Afrimat, the JSE-listed mid-tier mining and materials company providing construction materials, industrial minerals, bulk commodities and future materials and metals, has released the findings of the Afrimat Construction Index (ACI) for the second quarter of 2023. The ACI, a composite index of the level of activity within the building and construction sectors, is compiled for Afrimat by economist Dr Roelof Botha.
According to Botha, the resilience of the economy during the second quarter of the year has been showcased by the construction sector, with eight of the nine constituent indicators of the ACI recording positive real growth rates compared to the first quarter of the year.
“For the crucially important indicator of job creation, it is encouraging to note that construction took the honours on a quarter-on-quarter basis, adding more than 100 000 jobs and outperforming all other sectors of the economy, including those with much higher employment levels.”
The ACI recorded a level of 115,4 in the second quarter compared to 109,1 in the previous quarter.
“The quarter-on-quarter increase of 5,8% is higher than the increase in the country’s GDP and is a welcome improvement on the decline recorded in the first quarter. Unfortunately, the year-on-year increase was less than one percent, signalling the dire need for macro-economic policies aimed at encouraging the further expansion of construction activity in the country,” Botha adds.
Over and above the sterling performance of new job creation in the construction sector, other highlights were the positive real growth in the category “Wholesale Sales Values of Construction Materials”, the rebound in the “Value of Building Plans Passed”, and the increase in “Volume Of Building Materials Produced”.
“It should be pointed out that the construction sector component of GDP only includes the value added by contractors, whilst the ACI is based on a composite index of construction sector activity that includes another eight indicators, all of which are measured in real terms, i.e., adjusted for inflation. The ACI is therefore a very comprehensive barometer of the state of the construction sector.”
Botha explains that the results of the ACI in the second quarter are especially encouraging against the background of very high interest rates and a generally subdued macro-economic environment. “The positive trend has been influenced by the increase in the public sector’s spending on capital formation, which will hopefully continue and gather momentum over the next couple of years, as the damage done to the country’s infrastructure by state capture is addressed.”
He believes that the lethargy in the year-on-year performance of construction sector activity is, in the main, the result of the South African Reserve Bank’s hawkish monetary policy, which has resulted in the highest interest rates in 15 years. “Hopefully, interest rates will be lowered before the end of the year, which will go a long way to restoring consumer confidence and to lower the costs of construction-related projects, which are essential for the quest to restore the quality of the country’s infrastructure.
Botha further noted that a new-found urgency is emerging within government on the dire state of South Africa’s infrastructure, which promises to breathe some life into construction sector activity. “It is encouraging to witness evidence of closer cooperation between government and the private sector in the identification and design of crucial interventions to upgrade roads, harbours, freight railways and electricity supply.”

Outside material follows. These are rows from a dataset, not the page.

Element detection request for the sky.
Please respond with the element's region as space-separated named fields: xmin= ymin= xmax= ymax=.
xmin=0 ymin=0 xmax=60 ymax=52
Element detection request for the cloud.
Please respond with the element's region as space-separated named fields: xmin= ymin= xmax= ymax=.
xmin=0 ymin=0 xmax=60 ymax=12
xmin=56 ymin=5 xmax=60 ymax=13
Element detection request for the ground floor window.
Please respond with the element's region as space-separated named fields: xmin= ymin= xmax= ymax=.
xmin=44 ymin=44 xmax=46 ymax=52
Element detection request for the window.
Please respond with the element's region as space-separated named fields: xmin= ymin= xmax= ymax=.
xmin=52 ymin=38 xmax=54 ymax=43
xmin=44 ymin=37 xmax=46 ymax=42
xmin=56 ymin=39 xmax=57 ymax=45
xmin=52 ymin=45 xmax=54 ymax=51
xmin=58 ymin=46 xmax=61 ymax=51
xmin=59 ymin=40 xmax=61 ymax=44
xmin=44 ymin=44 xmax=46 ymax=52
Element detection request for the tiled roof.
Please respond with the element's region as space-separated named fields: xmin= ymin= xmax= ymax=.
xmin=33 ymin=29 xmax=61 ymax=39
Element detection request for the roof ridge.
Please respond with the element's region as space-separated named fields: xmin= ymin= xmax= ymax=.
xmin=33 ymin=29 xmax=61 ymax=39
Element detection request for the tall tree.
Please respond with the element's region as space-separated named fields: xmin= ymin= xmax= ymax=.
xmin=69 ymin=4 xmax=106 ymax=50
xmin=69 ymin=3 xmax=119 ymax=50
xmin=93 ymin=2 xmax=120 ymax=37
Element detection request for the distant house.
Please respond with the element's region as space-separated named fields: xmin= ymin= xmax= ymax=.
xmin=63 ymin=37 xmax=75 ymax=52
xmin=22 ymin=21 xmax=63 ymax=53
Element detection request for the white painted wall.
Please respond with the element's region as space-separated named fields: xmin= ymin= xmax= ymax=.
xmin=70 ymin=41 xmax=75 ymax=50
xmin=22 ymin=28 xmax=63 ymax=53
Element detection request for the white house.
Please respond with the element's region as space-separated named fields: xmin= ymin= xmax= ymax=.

Afrimat’s CEO, Andries van Heerden, says that the group remains exceptionally well positioned through a conscious and strategic strategy that diversifies between commodities and revenue streams. “Combined with stringent capital allocation, this enables us to weather economic and commodity shocks.”
The group has built a diverse portfolio of mature businesses, while also investing in new projects, establishing green fields operations, and underpinning operations with efficiency projects. “For most of the 2023 calendar year and in the period under review, we have heavily invested in projects that are expected to yield fruitful returns and further strengthen our diversity and competitive advantage in the future. Afrimat’s successes are achieved on the foundation of a strong company culture, underpinned by achieving excellent results with integrity, and a solid, diversified growth platform.”
Strategic projects such as the Jenkins iron ore mine, Nkomati anthracite mine and Glenover are all progressing very well.
In the Construction Materials segment, the exciting acquisition of Lafarge South Africa Holdings (Pty) Ltd will add several well-positioned and resourced aggregate quarries, ready-mix batching plants, an integrated cement plant, cement grinding plants, cement depots, and high-quality fly-ash sources – an important extender in the cement industry.
“Fortuitously, the Construction Materials segment is experiencing a pickup in activity with concurrent demand for products in roads, building and infrastructure projects across South Africa, which aligns with the results portrayed in this quarter’s ACI data. This, together with a sharp commercial strategy and efficiency drives we have in place, ensures that even a small volume increase can leverage a satisfactory performance. Again, this speaks to the way in which Afrimat does business – as a low-cost, efficiency-focussed, and diversified producer,” van Heerden says.
He concludes by saying that the integration of the Lafarge operations, once all conditions precedent have been met, will be critical to supporting the group’s ongoing growth: “This deal forms part of our ongoing diversification strategy and will increase Afrimat’s offering in the construction industry by expanding our quarry and ready-mix operations nationally, as well as allow us to enter the cement value chain competitively.”